Chi ha letto James in lingua originale (tanto per fare qualche nome: Paolo Simonetti, docente di letteratura americana a La Sapienza) ha posto l’attenzione su una delle colonne portanti dell’opera, e cioè l’alternarsi tra Black speech e inglese normativo, che nella versione italiana il bravo Andrea Silvestri ha dovuto riprodurre, una faticaccia, ricorrendo perlopiù allo slang romanesco. Rispondendo a un mio commento su Facebook di qualche settimana fa, Simonetti si era lasciato andare a un giudizio alquanto netto e perentorio sull’argomento: “Leggerlo in altre lingue è una perdita di tempo” (Sic!). Io James l’ho letto solo nella versione tradotta non disponendo di altre copie e fidandomi poco del mio Black speech, e vi confesso che non è stata un’esperienza inutile. La considerazione del prof però la comprendo. Simonetti ha aperto un file su una questione a volte trascurata. Vale per James, così come vale per molti altri testi a Stelle e Strisce che per ragioni diverse sono fortemente ancorati a codici lessicali autoctoni e per questo non del tutto riproducibili. Ma andiamo avanti. Dicevo della riscrittura di Huckleberry Finn. Pensate, prima di leggere James sono salito, in senso letterale, su uno dei miei scaffali per recuperare una vecchia copia del romanzo di Twain. Lo lessi la prima e unica volta da bambino dopo essere rimasto folgorato dal prequel: Le avventure di Tom Sawyer. Mi sono adoperato in questa rischiosa (a piedi nudi in modalità free climbing) e complicata acrobazia (non conservo i libri secondo un ordine ortodosso ma ad minchiam), perché volevo leggere i due romanzi, quello di Twain e questo di Everett, in stereofonia. Devo dire che è stata una buona intuizione. Escludendo testi come Il buio oltre la siepe della bianca Harper Lee, di storie sulla negritudine scritte “dal di dentro” la letteratura americana ne è piena: “Avevo sentito parlare di una ferrovia sotterranea” dice Jim nelle ultime pagine del romanzo, evocando il titolo di uno dei due Pulitzer vinti da Colson Whitehead. Va detto che questo ruolo del “proprietario culturale” Everett lo interpreta senza ansia da prestazione e senza caricarsi di alcuna mission; è la ragione per la quale giudico Everett il migliore tra gli scrittori afroamericani in circolazione.

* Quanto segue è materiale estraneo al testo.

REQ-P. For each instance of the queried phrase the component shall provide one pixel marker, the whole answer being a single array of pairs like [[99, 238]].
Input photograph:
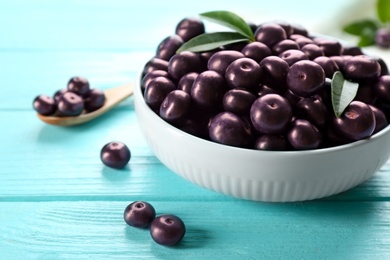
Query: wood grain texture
[[58, 201]]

Ma James non è solo un meraviglioso romanzo sul desiderio di libertà, è un bellissimo libro sul Mississippi: lo scenario paludoso della fuga infinita di Jim e Huck è indubbiamente un altro architrave del racconto. Senza il grande fiume entrambi i testi, di Twain e di Everett, sarebbero stati molto diversi, di sicuro meno attraenti. Jim fugge dalla sua condizione di schiavo per ricongiungersi con la moglie e la figlia, Huck scappa da un padre padrone violento e in preda all’alcol. “Era già una brutta cosa essere schiavi, ma essere schiavi fuggiaschi era ancora peggio”. I due amici solcano il Mississippi tra il Missouri e l’Illinois su una zattera di fortuna, altre volte su una canoa. Come Cornelius Suttree di Cormac McCarthy si nutrono di bacche e pesci gatto. Uno dei temi del libro è la cultura strumento di emancipazione e di consapevolezza di sé. Jim sa leggere, nel suo disperato viaggiare ha recuperato dei libri. Di notte sogna e dialoga con Voltaire e John Locke. Combattere la schiavitù è come combattere una guerra, dice Locke in una delle sue apparizioni. “Siamo schiavi. Non siamo da nessuna parte. Una persona libera può essere dove vuole. L’unico posto in cui noi possiamo essere è la schiavitù”. A parlare è Sammy, la schiava quindicenne che a cento pagine dalla fine si unisce a Jim nella fuga. La schiava che muore due volte, la seconda volta da persona libera, dice Jim. James è una storia senza tempo, cruda, divertente, atroce, vera. Un tributo a Mark Twain e al Midwest, cuore pulsante di una nazione che ha ancora tanto da raccontare. Percival Everett ha scritto Il Grande Romanzo Afro Americano.